Dans les années ’80, ces objets ludiques étaient des anomalies dans un paysage du jeu de société qui se cherchait. On éditait n’importe quoi.
9 – Takenoko Géant
La mode des jeux de société géant est une autre forme de version « collector » d’un jeu qui ne dit pas son nom. Voilà une catégorie qui compte quelques superbes exemples : Takenoko géant, Rush Hour géant, Marrakech géant, Blokus géant, Abalone géant, Quarto! géant, Katamino géant… la liste n’en finit pas. Alors à moins d’être une ludothèque ou un centre de loisir, la motivation pour avoir ce type de jeu repose principalement sur le bel objet à afficher sur la table basse de son salon. Imaginez les invités découvrant le Quarto géant, « mais qu’est-ce ? quelle originalité ! ». On frise le « m’as-tu vu ? ». Mais elles existent, sont même rééditées. Et les prix s’envolent d’occasion : Takenoko géant se trouve, pour un billet 180€. Le fait est qu’elle est belle cette boite en bois. Les figurines (prépeintes) sont superbes. Et la taille des pièces donne une lisibilité inégalée. Mais, une fois de plus : pour combien de parties ?

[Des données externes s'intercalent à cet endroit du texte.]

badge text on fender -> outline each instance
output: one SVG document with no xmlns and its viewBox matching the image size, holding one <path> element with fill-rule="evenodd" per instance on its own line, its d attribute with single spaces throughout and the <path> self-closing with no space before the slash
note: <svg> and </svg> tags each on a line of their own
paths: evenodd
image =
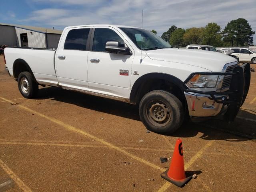
<svg viewBox="0 0 256 192">
<path fill-rule="evenodd" d="M 119 74 L 120 75 L 129 75 L 129 70 L 127 69 L 120 69 L 119 70 Z"/>
</svg>

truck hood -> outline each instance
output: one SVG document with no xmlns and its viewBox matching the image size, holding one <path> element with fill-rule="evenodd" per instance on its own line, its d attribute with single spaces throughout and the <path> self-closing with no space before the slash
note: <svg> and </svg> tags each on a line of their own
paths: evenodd
<svg viewBox="0 0 256 192">
<path fill-rule="evenodd" d="M 147 51 L 146 54 L 154 60 L 192 65 L 213 72 L 221 72 L 225 64 L 236 61 L 222 53 L 200 50 L 170 48 Z"/>
</svg>

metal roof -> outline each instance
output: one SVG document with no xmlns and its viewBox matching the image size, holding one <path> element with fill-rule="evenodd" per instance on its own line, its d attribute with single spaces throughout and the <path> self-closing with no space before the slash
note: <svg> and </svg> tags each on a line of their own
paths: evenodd
<svg viewBox="0 0 256 192">
<path fill-rule="evenodd" d="M 56 30 L 55 29 L 49 29 L 48 28 L 45 28 L 44 27 L 33 27 L 32 26 L 16 25 L 15 24 L 7 24 L 6 23 L 0 23 L 0 25 L 12 26 L 13 27 L 17 27 L 18 28 L 21 28 L 22 29 L 27 29 L 28 30 L 30 30 L 30 31 L 33 31 L 43 33 L 46 33 L 46 29 L 47 30 L 47 33 L 61 34 L 62 32 L 62 31 L 60 30 Z"/>
</svg>

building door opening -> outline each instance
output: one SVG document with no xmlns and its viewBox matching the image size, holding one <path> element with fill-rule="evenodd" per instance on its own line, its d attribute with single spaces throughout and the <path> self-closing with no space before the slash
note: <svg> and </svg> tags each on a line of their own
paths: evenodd
<svg viewBox="0 0 256 192">
<path fill-rule="evenodd" d="M 28 34 L 27 33 L 20 34 L 20 42 L 22 47 L 28 47 Z"/>
</svg>

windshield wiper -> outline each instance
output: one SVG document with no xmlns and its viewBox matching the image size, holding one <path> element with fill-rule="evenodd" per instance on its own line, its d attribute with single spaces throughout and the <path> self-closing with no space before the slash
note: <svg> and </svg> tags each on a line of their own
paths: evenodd
<svg viewBox="0 0 256 192">
<path fill-rule="evenodd" d="M 151 48 L 146 48 L 146 49 L 142 49 L 142 50 L 144 51 L 148 51 L 149 50 L 154 50 L 154 49 L 164 49 L 165 48 L 168 48 L 156 46 L 154 47 L 152 47 Z"/>
</svg>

10 – Catan 3D Collector’s Edition 2005 (10th Anniversary) … et autres “versions anniversaire”
Là, on touche au superbe : la « version anniversaire » est au jeu de société ce que le « Blu-Ray Collector » est au cinéma – on te refait le coup de l’anniversaire à intervalle régulier pour te refourguer quelques boites.
Le jeu en lui-même est le même, mais on a un peu poussé les potards de la D.A. : nouvelles illustrations, nouvelle extension incluse, une règle qui change… Le but est véritablement de créer un objet de collection, avec tirage limité, voire numéroté. La boite est plus grande (au grand dam des citadins), les finitions plus soignées. Non, je ne pense pas aux « Aventuriers du Rail » … mais puisque vous le mentionnez on n’a pas moins de 3 versions anniversaire (2 pour les 10 ans version U.S. et 15 ans version Europe). La boite Europe est encore trouvable et je dirais même qu’elle a un peu de mal à s’écouler. Cependant, la boite U.S. s’arrache littéralement : on ne la trouve qu’à 250€ sur les bons sites. La version Catan 3D Collector’s Edition 2005 (10th Anniversary), plus ancienne, est une vraie débauche : coffre de rangement en bois, l’île est intégralement en 3D. C’est un objet insortable mais qui, telles les versions géantes, s’affiche très bien dans son salon. Et quelquefois la sauce ne prend pas : la boite 20eme anniversaire de Carcassonne (2021) est encore trouvable à 20€, peut-être le tirage n’a pas séduit le collectionneur…
Faites la paix avec vos jeux
La pile de la honte est un problème dont je suis la première victime. Je me suis rangé des KS comme on se range des voitures. J’ai fait la paix avec les versions collector. Je garde une collection bien fournie, mais je suis actuellement dans un processus d’épuration méthodique des jeux qui ne sortent pas, ce qui me pousse aussi à me poser de saines questions sur ce que ce que je n’aime pas et sur ce que j’aime (et cette dernière question m’amène à de nouveaux achats, évidemment).
Je confesse aussi avoir vécu le déchirement du désir d’achat d’un jeu au moment où sa réédition, illustrée par le grand Vincent Dutrait, allait sortir… que faire, attendre ou craquer ?
« Il faut jouer ce qu’on aime », voilà une maxime simple.
De nos jours, les règles d’un jeu sont disponibles en ligne et connaitre le jeu avant de l’expérimenter devrait faire partie de nos habitudes d’achat. Les vidéos de déballage et d’explications des règles sont nombreuses. Nous sommes à l’aube de « l’achat réfléchis » (d’autant plus qu’avoir un prêt bancaire pour acheter un appartement plus grand relève du parcours du combattant ; sans parler de réchauffement climatique).
Que vous soyez joueur, collectionneur ou pur spéculateur : Craquez donc, mais craquez en pleine conscience.